The reason Vietnam is such a notable example for South Africa to follow is that there are many structural similarities between the two countries. Both economies are very coal energy dependent and face limitations around investments in transmission networks while having to grapple with foreign investors aggressively cutting back on investments in coal-powered infrastructure.

How did Vietnam do it?

Both the public and private sector knew the country could not afford replacing aging coal power stations and overhauling its transmission and distribution networks. This would result in major disruptions to a society which was already contending with the harsh realities of global lockdowns and economic contraction.

Instead, they opted to focus on a mass rollout of roof-top solar and allowed their citizens to not only protect their own access to electricity, but also be rewarded for tackling the broader electricity crisis the country was facing.

A key feature of the incentive scheme was a generous feed-in tariff for solar users to sell surplus power back into the national electricity grid at a price guaranteed for 20 years - a model which saw citizens of the country feel like they were playing a collaborative role in tackling the energy transition. We are seeing some encouraging signs coming out of the Western Cape to implement a similar model and we should see this adopted by other provinces as roof-top solar gains traction.

While there are some ideological challenges which dominate news headlines and public discourse, the shift toward a greener and more sustainable energy mix is irreversible. The pace of transformation has been slower than required, but the Independent Power Producer (IPP) initiatives are being recognised as some of the best in emerging market.

The 2023 Budget will be delivered against a backdrop in which there is nothing, more pressing or more mission-critical a task than to resolve the energy crisis.

South Africa can learn two very important lessons from Vietnam’s success.
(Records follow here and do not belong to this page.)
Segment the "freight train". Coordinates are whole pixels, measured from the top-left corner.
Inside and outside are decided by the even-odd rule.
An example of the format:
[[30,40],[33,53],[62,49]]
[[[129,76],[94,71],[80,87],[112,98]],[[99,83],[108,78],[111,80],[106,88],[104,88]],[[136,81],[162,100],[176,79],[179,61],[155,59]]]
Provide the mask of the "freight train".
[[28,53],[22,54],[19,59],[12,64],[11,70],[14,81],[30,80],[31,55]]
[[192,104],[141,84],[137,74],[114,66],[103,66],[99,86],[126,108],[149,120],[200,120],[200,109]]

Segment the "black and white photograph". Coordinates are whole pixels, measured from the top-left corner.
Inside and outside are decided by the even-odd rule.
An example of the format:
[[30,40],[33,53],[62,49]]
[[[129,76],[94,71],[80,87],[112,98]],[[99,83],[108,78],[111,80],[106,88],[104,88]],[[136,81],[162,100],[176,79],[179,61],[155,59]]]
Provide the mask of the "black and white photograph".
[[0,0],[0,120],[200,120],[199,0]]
First, Vietnam added 16.5GW of solar power in just two years. This is proof that it is possible to deliver a step change in additional energy capacity in a short span of time. Second, incentives matter. There is a large toolbox of regulatory and legislative instruments, policy options and incentives that can drive desired outcomes. It will be interesting to note the details around the tax incentives for solar power and other measures, as announced by President Cyril Ramaphosa in his state of the nation address.

With a crisis comes to the opportunity to emerge stronger than before.  We have invested time and money in understanding the issues plaguing our energy environment and we have tried various solutions. We as country cannot allow a good crisis to go to waste, we have the opportunity to re-imagine a new energy future. Indeed, inspiration has come from the unlikeliest of places – Vietnam. Let us get to work.